Friday, November 6, 2009

BP6_2009112_Flickr


Flickr

As an educator, I am always on the lookout for creative ways to teach different concepts, units or lessons. As a Language Arts teacher, I am constantly on the lookout for lessons, ideas or activities that will inspire, or at the very least interest, my students in writing.

Flickr offers numerous opportunities to help get writing lessons underway, but I am going to focus on one lesson in particular that caught my attention. The lesson I am interested in came from Interface Magazine (2009). The lesson is called Five Card Flickr Story.

The template for Five Card Flickr Story is found at http://web.nmc.org/5cardstory/flickr.php. When you arrive at this site, the site will deal you five random pictures. Either the teacher or the students select one of those pictures. The process is then repeated four more times until there is a total of five pictures. Once the pictures are selected, the students create a story that links the five pictures together.
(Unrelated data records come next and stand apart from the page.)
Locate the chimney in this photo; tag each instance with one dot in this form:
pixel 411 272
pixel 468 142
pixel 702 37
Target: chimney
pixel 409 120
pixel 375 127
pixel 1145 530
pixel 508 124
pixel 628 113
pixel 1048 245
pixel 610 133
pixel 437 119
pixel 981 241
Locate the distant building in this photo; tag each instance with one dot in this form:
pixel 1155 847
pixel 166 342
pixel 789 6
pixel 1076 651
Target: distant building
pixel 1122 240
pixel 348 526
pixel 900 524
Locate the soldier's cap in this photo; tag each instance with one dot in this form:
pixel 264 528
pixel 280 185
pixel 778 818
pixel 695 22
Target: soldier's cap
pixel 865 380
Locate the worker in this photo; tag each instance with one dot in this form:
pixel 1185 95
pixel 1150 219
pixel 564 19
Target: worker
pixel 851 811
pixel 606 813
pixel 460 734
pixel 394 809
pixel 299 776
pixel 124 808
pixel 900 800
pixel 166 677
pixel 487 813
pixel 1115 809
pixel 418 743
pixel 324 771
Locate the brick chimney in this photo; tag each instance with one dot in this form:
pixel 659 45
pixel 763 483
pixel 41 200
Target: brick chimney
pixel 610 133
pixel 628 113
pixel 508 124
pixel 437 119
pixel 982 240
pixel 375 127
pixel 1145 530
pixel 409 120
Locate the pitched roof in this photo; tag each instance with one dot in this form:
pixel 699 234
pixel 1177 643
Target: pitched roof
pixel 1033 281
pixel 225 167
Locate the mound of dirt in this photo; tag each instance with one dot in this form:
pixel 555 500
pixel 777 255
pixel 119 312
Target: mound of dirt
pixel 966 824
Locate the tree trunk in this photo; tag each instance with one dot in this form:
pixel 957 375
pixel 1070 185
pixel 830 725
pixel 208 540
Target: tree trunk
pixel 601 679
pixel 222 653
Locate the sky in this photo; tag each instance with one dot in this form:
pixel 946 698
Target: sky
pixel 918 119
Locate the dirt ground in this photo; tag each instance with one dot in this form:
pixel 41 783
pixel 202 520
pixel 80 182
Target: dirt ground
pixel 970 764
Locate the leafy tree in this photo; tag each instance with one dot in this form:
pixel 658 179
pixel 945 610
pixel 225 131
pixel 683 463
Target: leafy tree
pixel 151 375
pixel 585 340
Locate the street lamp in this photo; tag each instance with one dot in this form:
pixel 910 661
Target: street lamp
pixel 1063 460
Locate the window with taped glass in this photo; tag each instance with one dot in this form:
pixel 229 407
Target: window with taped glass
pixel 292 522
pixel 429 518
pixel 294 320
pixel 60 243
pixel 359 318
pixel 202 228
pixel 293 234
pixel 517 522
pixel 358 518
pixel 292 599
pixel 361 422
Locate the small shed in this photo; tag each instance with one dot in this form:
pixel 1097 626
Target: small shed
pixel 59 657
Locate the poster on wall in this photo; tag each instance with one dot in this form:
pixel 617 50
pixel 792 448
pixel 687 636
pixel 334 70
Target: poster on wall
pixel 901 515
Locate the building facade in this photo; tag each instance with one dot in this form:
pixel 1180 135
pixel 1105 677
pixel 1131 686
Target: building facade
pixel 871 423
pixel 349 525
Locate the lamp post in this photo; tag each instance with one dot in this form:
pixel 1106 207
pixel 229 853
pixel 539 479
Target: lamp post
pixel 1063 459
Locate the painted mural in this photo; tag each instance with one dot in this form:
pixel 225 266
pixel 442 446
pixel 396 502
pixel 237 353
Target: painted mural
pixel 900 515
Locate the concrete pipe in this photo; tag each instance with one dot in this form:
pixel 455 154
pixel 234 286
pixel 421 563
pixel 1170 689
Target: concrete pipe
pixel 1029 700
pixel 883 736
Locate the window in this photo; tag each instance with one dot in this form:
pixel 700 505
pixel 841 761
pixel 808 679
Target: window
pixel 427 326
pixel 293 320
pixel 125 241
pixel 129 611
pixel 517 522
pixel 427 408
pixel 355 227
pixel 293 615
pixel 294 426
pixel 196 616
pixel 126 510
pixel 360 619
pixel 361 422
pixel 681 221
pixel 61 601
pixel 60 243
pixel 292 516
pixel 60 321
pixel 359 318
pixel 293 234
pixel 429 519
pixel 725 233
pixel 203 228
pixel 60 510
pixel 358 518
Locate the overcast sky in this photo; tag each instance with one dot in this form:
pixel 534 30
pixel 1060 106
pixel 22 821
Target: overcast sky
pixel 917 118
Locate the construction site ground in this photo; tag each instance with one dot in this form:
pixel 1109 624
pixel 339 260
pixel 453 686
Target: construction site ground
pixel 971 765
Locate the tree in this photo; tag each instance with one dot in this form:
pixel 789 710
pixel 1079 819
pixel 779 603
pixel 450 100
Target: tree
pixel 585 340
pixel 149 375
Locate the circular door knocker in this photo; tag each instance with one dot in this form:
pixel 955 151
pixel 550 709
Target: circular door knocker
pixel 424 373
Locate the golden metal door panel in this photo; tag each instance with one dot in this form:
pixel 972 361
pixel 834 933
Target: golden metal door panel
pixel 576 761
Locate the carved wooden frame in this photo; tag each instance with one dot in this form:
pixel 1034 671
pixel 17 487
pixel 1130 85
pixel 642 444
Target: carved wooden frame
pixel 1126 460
What I like about this lesson is that it:

1. Requires the students to infer meaning from the pictures.
2. Entails critical thinking because the students must figure out how to link the photos together.
3. Engages the students through images and choice.
4. Allows for differentiation. Depending on the writing level of the students, the story could be set up like a children’s book, the story could be several paragraphs, or the story could be written in chapters.

This activity works best if you have a projector hooked up to a computer in the classroom or an interactive whiteboard. I cannot wait to try this with my students.

References

Five Card Story. (2009). Five Card Flickr. Retrieved November 6, 2009, from http://web.nmc.org/5cardstory/index.php

Interface. (2009). Lesson plan 42: Five card Flickr story. Interfaceonline. Retrieved November 6, 2009, from http://www.interfacemagazine.co.nz/downloads/INTERFACE%20Lesson%20Plan%2042%20-%20Five%20Card%20Flickr%20Story.pdf

1 comment:

  1. I cannot wait to hear how it goes:)! Please let me know if you use it and how the students respond!